Nico asintió. A Cohen le gustaba hacer la síntesis de los datos que le llegaban y, sobre todo, demostrar que sacaba ventaja a los demás. El jefe era él, y no había más que hablar.

—Parece que no era muy agradable de ver —concluyó, como si quisiera asegurarse de que su colaborador se había recobrado.

—La chica pasó un mal trago —contestó Nico—. El único consuelo posible es que muriera rápidamente.

—Este caso es prioritario. La doctora Vilars está en ello, tendremos su informe a lo largo de la noche.

La doctora Armelle Vilars dirigía el Instituto de Medicina Legal. Era una excelente profesional que no dejaba nada al azar. Nico se sentía tranquilizado al saber que ella se encargaba personalmente de este expediente y, sin duda alguna, Cohen debía de compartir ese sentimiento.

—Paul Terrade, el novio, está aquí —continuó Nico—. Voy a interrogarlo. El grupo de Kriven se encarga de la investigación sobre el terreno y está llevando a cabo una reconstrucción del día de la víctima. Desde que se levantó de la cama por la mañana, ¿qué hizo? ¿Dónde fue? ¿Con quién se reunió? Esas son las preguntas que tenemos que empezar a responder.

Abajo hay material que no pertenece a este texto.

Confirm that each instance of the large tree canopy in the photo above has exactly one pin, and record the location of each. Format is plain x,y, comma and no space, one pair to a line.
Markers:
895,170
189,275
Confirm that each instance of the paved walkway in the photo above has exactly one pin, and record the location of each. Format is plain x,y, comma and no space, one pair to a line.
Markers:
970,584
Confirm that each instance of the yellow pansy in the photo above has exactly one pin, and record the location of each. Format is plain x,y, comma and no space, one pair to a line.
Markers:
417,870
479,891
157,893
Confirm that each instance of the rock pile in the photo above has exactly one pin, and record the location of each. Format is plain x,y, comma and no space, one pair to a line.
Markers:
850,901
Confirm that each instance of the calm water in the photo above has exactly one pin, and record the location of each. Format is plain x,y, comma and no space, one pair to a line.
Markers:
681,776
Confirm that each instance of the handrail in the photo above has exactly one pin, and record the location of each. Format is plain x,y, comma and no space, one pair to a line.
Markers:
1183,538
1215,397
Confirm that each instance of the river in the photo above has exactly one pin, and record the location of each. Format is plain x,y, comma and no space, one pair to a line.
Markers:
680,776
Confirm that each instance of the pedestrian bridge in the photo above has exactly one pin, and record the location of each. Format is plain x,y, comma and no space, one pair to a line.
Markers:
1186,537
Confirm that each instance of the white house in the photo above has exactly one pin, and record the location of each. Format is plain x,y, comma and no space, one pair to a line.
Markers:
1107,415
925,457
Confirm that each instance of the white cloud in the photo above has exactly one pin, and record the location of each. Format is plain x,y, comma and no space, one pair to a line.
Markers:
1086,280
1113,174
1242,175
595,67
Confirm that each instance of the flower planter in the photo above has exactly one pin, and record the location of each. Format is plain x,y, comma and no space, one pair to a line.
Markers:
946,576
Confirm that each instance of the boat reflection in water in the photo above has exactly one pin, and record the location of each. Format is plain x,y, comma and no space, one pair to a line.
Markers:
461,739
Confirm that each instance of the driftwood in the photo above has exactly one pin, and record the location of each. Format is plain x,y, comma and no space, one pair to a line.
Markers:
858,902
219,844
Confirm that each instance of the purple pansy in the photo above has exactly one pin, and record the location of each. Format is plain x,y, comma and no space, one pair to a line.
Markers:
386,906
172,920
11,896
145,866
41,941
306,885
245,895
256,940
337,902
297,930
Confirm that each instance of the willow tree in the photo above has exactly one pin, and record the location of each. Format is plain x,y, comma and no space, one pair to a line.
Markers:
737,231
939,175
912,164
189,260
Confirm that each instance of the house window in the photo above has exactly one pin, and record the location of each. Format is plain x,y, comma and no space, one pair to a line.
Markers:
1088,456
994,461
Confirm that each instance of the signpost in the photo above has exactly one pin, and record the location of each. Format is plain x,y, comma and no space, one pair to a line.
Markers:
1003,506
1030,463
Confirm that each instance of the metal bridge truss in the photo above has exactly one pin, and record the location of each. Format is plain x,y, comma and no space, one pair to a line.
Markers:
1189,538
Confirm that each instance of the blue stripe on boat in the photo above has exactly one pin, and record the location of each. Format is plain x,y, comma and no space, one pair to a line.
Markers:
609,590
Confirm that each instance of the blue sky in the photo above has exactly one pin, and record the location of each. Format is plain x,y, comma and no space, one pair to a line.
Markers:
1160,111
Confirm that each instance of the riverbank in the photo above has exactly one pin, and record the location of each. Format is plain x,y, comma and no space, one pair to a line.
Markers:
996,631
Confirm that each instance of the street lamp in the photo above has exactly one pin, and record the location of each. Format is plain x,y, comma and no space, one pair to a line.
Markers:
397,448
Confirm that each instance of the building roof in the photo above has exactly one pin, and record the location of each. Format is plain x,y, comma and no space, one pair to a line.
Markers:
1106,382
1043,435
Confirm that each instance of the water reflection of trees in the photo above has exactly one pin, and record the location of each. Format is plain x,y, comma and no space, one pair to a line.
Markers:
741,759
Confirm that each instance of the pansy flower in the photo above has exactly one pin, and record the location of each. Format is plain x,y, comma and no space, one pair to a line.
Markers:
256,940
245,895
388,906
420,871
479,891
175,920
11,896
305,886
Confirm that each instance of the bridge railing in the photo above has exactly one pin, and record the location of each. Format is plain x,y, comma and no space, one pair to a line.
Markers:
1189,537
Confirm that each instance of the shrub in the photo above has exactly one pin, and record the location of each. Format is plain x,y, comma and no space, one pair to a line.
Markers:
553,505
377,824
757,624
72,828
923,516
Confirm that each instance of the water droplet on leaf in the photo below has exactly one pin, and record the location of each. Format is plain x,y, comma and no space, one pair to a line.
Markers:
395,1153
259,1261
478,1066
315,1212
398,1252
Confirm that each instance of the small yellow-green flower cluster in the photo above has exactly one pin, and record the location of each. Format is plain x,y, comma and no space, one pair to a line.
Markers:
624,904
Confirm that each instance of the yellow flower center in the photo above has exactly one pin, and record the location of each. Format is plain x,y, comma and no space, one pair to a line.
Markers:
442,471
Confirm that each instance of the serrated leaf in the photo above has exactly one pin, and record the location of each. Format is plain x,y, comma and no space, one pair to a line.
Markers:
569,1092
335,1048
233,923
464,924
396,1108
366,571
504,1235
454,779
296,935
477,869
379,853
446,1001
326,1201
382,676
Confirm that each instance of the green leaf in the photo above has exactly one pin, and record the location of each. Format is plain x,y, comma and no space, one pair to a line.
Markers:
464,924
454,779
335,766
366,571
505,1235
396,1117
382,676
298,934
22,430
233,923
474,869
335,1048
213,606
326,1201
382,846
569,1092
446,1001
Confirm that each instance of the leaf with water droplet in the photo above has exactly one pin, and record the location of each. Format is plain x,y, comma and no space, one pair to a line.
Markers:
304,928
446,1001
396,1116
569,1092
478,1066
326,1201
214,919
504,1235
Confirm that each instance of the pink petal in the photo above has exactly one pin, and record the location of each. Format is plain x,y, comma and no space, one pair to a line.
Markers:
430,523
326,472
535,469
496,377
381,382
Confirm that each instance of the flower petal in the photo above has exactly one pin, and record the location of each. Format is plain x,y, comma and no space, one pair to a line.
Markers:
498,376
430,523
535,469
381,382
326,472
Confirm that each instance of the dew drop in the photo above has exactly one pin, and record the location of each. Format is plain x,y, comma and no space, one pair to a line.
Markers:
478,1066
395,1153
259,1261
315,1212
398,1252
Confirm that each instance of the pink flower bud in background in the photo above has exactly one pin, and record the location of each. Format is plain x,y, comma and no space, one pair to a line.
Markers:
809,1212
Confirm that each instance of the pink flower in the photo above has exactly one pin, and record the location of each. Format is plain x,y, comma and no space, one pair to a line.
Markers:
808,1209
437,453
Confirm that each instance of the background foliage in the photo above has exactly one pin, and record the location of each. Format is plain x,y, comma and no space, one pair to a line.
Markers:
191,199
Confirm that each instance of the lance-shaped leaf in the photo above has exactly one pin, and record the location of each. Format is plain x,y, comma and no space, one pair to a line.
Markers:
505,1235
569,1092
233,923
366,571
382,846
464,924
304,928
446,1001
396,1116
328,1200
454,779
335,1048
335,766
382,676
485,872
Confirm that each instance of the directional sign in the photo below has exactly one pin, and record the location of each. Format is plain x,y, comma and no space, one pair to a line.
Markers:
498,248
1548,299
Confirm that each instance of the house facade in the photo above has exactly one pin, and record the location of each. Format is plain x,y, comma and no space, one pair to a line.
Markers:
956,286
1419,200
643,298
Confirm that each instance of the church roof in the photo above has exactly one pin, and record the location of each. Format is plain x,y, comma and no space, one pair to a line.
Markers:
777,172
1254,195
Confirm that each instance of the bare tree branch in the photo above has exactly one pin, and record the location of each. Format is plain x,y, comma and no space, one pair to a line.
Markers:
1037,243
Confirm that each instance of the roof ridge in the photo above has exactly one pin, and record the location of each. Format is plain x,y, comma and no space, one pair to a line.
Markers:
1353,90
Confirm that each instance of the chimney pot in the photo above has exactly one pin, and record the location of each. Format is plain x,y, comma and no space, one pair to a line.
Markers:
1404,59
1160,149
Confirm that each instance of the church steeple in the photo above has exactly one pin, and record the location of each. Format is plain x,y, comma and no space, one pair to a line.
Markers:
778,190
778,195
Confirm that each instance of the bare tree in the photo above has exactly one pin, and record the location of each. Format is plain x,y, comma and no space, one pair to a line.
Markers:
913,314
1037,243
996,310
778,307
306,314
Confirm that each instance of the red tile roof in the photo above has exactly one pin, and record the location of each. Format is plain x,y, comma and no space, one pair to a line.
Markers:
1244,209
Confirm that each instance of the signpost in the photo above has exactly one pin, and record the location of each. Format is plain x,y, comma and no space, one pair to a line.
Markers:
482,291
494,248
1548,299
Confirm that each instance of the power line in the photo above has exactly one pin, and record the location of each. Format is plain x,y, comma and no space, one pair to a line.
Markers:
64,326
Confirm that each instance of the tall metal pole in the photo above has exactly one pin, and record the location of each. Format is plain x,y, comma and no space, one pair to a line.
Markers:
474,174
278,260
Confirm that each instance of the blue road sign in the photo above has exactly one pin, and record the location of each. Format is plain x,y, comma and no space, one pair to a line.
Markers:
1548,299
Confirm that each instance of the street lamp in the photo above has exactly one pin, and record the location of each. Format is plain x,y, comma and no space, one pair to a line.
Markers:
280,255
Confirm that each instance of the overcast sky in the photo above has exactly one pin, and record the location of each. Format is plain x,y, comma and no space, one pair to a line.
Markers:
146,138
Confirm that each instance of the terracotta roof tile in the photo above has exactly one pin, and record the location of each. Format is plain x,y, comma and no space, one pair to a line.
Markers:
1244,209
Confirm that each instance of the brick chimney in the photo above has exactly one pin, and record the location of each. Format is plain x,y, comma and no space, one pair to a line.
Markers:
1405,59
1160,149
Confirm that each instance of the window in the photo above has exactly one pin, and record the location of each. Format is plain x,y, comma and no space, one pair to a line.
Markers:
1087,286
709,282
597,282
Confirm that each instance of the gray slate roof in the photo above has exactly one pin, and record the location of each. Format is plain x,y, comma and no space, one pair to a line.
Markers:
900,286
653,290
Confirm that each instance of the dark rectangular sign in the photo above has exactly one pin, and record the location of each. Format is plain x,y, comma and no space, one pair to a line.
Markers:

—Muy bien —aprobó Michel Cohen—. Por el momento sigamos así. Este homicidio es como mínimo inusual; infórmame en cuanto tengas alguna cosa. De hecho, el fiscal quiere que lo llames esta noche.

—Por supuesto, no dejaré de hacerlo —contestó Nico con una voz que pretendía ser serena.

Su jefe lo estaba probando, lo presentía. ¿Podría llevar a buen término la investigación y resolverla pronto en un contexto tan atípico? Un tremendo desafío para quien Cohen veía como su digno sucesor. Y más teniendo en cuenta que si los imperativos de orden político apenas lo afectaban, las relaciones con la Justicia no eran precisamente sencillas. Esta pretendía ejercer su autoridad sobre los oficiales de la Policía Judicial. ¿Acaso no habían despedido hacía poco a un director de la misma porque había prohibido a sus hombres participar en una operación ordenada por un magistrado con el pretexto de que este se negaba a explicarle cuál era su objetivo. Las luchas de poder existen en todas partes y en ocasiones conllevan el riesgo de comprometer la eficacia?